Suppose that f:R--> R is differentiable on R and that the derivative of f is bounded on R. Prove that f is uniformly continuous on R.

2. Originally Posted by friday616
Suppose that f:R--> R is differentiable on R and that the derivative of f is bounded on R. Prove that f is uniformly continuous on R.
Three words: MEAN VALUE THEOREM

$\frac{|f(x)-f(y)|}{|x-y|}=|f'(t)|\leq M\implies |f(x)-f(y)|\leq M|x-y|$.

Let $\delta=\frac{\epsilon}{M}$ and you're done.

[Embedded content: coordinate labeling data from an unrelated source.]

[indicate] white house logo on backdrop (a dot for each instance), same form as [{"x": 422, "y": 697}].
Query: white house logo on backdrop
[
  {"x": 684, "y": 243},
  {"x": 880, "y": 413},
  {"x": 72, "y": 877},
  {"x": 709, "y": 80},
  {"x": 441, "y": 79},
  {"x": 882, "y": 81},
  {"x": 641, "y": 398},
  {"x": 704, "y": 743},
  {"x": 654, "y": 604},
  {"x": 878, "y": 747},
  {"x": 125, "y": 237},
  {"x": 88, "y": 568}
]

If $d(f(x),f(y))\leq Md(x,y)$, then $f$ is said to be Lipschitz continuous, with the Lipschitz constant being the smallest such $M$ that satisfies that inequality. Lipschitz continuity always implies uniform continuity, but not necessarily the other way around.

3. Originally Posted by friday616
Suppose that f:R--> R is differentiable on R and that the derivative of f is bounded on R. Prove that f is uniformly continuous on R.
If the derivative is continous you could use the MVT $\vert f(x)-f(y) \vert = \vert f(c)(x-y) \vert \leq M\vert x-y\vert$and so $f$ is Lipschitz and thus uniformly continous. Without continous derivative though...

4. Originally Posted by Jose27
If the derivative is continous you could use the MVT $\vert f(x)-f(y) \vert = \vert f(c)(x-y) \vert \leq M\vert x-y\vert$and so $f$ is Lipschitz and thus uniformly continous. Without continous derivative though...
MVT only requires the derivative to exist, not for it to be continuous.